NPPF - Foreword - Summary / Commentary (2)

Jasper Fidget jasper at hatguild.org
Mon Jul 14 10:08:03 CDT 2003


Page 15:
Another contrast between Shade and Kinbote on p. 15: Kinbote has a
"long-limbed gait", while Shade has a "jerky shuffle".  For contrasts
between K and S, we have the following (by the end of the Foreword):

Kinbote: distracted, crazed, unstructured, homosexual, vegetarian,
prose-oriented, religious, Zemblan.

Shade: meticulous, ordered, structured, heterosexual, carnivorous,
poetry-oriented, agnostic, American.

In terms of appearance, they are each the opposite of their writing.
Kinbote is a reversal, a *mirror* of Shade.

Thesis: Shade -- writes the poem.
Antithesis: Kinbote -- writes the commentary.
Synthesis: VN??? -- writes _Pale Fire_....  But also Gradus.

It's a full-time occupation picking out mirrored pairs and their
syntheses/transformations in this book.  At the very start we have a poem
and a commentary (although the latter would seem to depend on the former, we
have them both at once), Shade and Kinbote are in many ways mirror images,
and often there will be some third part that supplies the synthesis (for
instance Gradus as the third part to the Shade-Kinbote pair -- see Index).
Is it the wings that make the butterfly?  Could the butterfly exist without
the body?  Could tennis exist without the net?
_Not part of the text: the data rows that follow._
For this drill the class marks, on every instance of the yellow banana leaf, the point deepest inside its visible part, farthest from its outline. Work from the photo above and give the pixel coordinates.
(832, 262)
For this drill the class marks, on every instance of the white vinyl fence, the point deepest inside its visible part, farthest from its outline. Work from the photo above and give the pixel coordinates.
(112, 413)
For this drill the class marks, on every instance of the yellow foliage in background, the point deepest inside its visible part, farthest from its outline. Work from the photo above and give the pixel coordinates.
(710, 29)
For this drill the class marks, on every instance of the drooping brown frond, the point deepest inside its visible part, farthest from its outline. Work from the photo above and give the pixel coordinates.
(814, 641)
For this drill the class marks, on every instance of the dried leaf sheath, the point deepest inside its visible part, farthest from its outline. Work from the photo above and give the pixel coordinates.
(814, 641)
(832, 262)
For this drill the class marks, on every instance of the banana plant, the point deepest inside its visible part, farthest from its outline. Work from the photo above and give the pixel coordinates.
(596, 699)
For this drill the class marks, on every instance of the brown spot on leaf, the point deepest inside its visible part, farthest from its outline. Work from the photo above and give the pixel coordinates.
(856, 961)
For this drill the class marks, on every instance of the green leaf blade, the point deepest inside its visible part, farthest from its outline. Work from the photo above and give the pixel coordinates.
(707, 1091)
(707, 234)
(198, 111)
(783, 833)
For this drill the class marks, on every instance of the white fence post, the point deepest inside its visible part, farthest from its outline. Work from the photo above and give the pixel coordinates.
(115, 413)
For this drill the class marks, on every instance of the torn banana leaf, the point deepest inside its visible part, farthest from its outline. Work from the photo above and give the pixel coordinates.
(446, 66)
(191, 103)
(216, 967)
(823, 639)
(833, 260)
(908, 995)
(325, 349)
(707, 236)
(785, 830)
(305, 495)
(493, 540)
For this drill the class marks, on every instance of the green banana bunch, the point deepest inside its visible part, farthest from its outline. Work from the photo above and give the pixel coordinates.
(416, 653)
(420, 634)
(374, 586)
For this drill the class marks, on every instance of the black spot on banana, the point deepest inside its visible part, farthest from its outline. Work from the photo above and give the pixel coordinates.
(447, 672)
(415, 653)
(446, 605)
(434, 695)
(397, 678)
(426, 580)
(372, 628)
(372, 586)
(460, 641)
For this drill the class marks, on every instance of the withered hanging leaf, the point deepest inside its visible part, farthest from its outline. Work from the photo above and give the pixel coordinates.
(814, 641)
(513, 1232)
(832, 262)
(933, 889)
Also involved with the mirroring is the process of combining the parts in to
some new whole, as with VN's _Speak Memory_ quote concerning the spiral.
K's advice to merge the commentary and the poem (manually!), or otherwise
purchase "two copies of the same work which can then be placed in adjacent
positions". (pg. 28).  Hegelian dialectic -- thesis & antithesis = synthesis

For VN's quotes on spirals and synthesis see: 
http://www.waste.org/mail/?list=pynchon-l&month=0306&msg=81867&sort=date

"died July 21" (pg 13)
"hearing my poor friend's own voice proclaim on the evening of July 21 the
end" (pg 15).
VN's father died on July 21

K asserts on p. 15 that only one line of the poem remained to be written,
and that it was intended to be identical to line 1.  Given the way this
assertion is set up, with K and S's apparent friendship, the reader is
likely to assume the veracity of this statement.

The poem, as described by Kinbote on p. 15, would be structurally
symmetrical if the final line had been added.  Thus more mirrors: the last
line mirroring the first, Cantos One and Two mirroring Cantos Three and Four
as halves (as with a butterfly), but also in size: Canto One mirroring Canto
Four and Canto Two mirroring Canto Three (a mirror within a mirror).
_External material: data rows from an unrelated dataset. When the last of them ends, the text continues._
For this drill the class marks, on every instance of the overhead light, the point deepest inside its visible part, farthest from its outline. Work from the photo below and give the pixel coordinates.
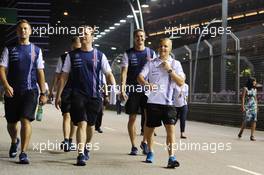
(251, 14)
(238, 16)
(145, 6)
(130, 16)
(123, 21)
(262, 11)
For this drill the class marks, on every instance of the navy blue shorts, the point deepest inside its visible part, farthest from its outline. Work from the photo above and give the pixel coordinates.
(156, 114)
(136, 103)
(21, 105)
(84, 108)
(65, 102)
Does the missing final line make "Pale Fire" structurally unsound?  "Pale
Fire" is a spiral, falling in on or out of itself.  Note too that the last
line of the index: "Zembla, a distant northern land" (315) is also
incomplete: there are no page number references.

Page 15: 
"deform the faces of his crystal" (15)
"He consulted his wrist watch.  A snowflake settled upon it.  'Crystal to
crystal,' said Shade." (22)
Also see line 12 of "Pale Fire": "Upon that snow, out in that crystal land!"

Crystals supply a linkage between structure and time.  They are a simple
example of how the patterns discovered in the natural world may be employed
in order to locate and define abstract concepts.  A crystal will also cause
refraction when light passes through it, and this furthers the idea of
filtration in PF, of things mutating when passing through filters like
translators, commentators, historians, the very act of communication from
one to another.

"(See my note to line 991.)"  The only cross-reference in the Foreword.  A
reader who follows it and the subsequent ones from that note returns with a
very different impression of Kinbote and PF than if they had not.  There is
therefore a kind of bifurcation of readers that takes place here.  Also a
kind of filtration or refraction of the audience.

This cross-reference is also the first of several indications that the
Foreword has been written last or close to last, after the Commentary.  This
becomes somewhat significant later, as contradictions begin appearing.

Page 16:
"and that on publication day the manuscript would be handed over to the
Library of Congress for permanent preservation."

This idea of permanent preservation must be attractive to Kinbote.  If "Pale
Fire" is to forever preserve Zembla and its former King, then something
else, some other container, must preserve the physical matter of the book.
He travels to the Library of Congress at some point later, perhaps to look
over the site of his future entombment.